Ahí estaba ella, lavando los platos. Sacudía la cabecita, los cabellos despeinados rebotando acá y allá. Tenía jabón hasta los codos y los dedos arrugados. Abría y cerraba la canilla, trataba de rascarse el mentón o un hombro con algún dedo más limpio que los otros nueve.

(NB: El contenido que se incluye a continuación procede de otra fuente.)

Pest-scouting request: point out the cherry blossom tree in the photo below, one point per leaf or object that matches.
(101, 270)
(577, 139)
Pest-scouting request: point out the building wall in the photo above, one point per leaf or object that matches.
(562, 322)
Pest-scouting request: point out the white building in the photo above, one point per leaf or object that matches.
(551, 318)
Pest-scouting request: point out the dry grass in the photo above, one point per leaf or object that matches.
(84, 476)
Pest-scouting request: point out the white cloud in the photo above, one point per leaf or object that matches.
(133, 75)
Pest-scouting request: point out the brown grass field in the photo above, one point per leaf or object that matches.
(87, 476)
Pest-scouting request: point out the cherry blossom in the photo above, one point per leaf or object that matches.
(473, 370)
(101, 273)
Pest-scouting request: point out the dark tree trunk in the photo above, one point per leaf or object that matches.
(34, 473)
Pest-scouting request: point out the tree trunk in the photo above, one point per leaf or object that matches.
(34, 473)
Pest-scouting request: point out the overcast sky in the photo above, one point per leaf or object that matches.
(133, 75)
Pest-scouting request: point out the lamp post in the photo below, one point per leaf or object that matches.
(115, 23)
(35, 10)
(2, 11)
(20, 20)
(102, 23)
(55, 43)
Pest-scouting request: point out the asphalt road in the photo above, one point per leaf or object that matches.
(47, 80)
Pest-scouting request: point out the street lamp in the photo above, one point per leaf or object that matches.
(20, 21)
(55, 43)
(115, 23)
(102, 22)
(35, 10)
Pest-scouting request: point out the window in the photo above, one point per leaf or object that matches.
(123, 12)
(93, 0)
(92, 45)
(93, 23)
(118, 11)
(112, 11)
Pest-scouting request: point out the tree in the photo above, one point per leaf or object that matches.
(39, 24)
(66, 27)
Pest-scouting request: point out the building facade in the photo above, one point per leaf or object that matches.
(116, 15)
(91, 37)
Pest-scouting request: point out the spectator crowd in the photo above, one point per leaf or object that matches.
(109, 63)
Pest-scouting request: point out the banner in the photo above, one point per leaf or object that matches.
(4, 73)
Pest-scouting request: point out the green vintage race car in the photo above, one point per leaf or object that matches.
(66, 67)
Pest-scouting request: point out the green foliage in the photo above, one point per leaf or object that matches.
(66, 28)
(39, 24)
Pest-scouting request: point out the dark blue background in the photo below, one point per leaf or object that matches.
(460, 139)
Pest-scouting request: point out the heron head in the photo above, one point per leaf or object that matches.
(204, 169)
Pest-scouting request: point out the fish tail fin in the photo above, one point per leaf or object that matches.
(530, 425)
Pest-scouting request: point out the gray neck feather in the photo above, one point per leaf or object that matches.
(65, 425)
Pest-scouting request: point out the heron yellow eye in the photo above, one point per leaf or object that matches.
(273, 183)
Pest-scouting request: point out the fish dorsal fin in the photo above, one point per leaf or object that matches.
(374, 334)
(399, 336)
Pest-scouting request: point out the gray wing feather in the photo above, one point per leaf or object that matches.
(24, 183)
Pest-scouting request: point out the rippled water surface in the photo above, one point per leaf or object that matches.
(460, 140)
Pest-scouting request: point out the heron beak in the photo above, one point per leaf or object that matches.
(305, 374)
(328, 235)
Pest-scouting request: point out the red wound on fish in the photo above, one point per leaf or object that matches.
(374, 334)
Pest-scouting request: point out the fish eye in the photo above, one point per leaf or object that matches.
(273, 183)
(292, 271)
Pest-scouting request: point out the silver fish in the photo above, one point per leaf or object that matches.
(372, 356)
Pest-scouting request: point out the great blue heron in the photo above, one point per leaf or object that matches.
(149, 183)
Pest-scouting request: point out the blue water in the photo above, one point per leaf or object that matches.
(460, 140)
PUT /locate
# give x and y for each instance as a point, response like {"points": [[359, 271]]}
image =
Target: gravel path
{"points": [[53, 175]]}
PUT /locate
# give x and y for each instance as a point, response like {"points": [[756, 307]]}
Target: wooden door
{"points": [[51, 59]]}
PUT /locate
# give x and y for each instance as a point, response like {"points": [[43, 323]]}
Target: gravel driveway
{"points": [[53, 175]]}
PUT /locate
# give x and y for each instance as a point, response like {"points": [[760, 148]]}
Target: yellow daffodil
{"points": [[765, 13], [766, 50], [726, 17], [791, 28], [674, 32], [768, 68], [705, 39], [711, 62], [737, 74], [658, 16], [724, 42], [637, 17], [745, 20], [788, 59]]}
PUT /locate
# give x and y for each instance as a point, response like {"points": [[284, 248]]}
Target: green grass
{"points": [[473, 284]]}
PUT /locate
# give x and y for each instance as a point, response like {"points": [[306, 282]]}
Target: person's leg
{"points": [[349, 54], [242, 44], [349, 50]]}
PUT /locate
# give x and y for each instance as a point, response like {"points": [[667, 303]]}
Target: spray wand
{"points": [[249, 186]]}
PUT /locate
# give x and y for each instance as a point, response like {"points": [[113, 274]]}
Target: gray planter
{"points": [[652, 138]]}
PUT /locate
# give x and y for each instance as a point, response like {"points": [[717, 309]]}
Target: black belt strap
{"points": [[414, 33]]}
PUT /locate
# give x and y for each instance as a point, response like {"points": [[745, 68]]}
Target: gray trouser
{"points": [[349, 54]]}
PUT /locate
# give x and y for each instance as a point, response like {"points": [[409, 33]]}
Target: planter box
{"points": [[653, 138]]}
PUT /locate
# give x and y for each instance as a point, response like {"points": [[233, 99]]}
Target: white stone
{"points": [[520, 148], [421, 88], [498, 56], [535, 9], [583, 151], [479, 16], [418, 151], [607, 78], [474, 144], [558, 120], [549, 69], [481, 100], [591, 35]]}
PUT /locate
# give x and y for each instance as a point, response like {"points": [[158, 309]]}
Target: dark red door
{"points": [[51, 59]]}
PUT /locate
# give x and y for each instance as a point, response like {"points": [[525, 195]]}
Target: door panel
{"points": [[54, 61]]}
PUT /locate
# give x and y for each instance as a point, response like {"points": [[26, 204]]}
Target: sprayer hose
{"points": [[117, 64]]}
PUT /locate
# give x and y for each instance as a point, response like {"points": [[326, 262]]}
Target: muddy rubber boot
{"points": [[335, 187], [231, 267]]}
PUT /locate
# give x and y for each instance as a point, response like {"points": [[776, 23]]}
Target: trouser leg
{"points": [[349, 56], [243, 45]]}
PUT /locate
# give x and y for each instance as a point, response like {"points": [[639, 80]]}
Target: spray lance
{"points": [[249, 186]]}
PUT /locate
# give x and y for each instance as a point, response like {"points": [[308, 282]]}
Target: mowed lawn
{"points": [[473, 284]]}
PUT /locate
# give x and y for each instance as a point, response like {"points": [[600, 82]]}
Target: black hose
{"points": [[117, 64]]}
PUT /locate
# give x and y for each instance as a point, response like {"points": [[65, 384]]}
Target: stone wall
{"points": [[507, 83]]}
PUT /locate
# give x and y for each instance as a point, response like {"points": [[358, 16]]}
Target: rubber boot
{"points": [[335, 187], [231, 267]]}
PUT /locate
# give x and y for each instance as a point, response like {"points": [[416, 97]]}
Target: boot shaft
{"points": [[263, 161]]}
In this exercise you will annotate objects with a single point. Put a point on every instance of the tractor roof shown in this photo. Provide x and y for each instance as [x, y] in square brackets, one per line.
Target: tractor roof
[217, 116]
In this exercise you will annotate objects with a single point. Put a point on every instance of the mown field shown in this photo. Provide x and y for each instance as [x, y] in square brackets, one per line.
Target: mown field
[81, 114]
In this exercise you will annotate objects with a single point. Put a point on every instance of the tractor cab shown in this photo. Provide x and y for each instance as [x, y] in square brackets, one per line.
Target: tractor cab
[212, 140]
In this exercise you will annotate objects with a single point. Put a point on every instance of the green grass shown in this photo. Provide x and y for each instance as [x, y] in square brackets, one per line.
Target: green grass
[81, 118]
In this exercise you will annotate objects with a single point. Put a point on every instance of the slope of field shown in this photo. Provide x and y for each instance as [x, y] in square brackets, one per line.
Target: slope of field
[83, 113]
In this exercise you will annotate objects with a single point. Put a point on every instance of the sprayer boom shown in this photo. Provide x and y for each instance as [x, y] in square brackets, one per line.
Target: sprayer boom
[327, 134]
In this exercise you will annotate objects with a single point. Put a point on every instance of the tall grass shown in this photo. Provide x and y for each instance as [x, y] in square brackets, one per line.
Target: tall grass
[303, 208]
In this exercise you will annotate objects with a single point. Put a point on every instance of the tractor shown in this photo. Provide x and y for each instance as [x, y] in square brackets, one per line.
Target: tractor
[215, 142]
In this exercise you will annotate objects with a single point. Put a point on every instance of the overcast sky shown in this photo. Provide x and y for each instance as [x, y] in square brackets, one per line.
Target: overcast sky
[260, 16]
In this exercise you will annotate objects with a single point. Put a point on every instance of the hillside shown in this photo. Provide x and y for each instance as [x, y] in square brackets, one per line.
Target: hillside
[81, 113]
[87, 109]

Apoyaba las caderas en la mesada, hacía ya mucho rato que estaba ahí.
Y se miraba desde lejos, desde la espalda, se veía lavar, cantar en silencio, mecer la cabeza y hablar con alguien que no estaba ahí por el simple hecho de odiar el silencio y tener esa necesidad de hablar que pugnaba por salir de lo más profundo de sus entrañas inquietas, de su hermosa y ruidosa mente.
—Te faltó un poquito ahí —se dijo.
Y un poco más allá estaba él, lejos en su mundo, con la cabeza que estallaba de ruido y el pecho que se le abría a la mitad de bronca.
Daba un paso y tropezaba, se tiraba de los cabellos y terminaba por arrancarse alguno. Rechinaba los dientes, tenía más calor.
Hasta que aparecieron sus cinco años. Descalzo, con la nariz sucia y las manos pegajosas se miraba y sonreía. Era la persona más feliz del mundo en ese momento.
—¿Vos estarías enojado? —se preguntó, sin mirarse, medio con bronca, medio con vergüenza.
—No, no creo —se respondió, encogiendo los hombros, aplastando una hormiga viajera con el talón desnudo.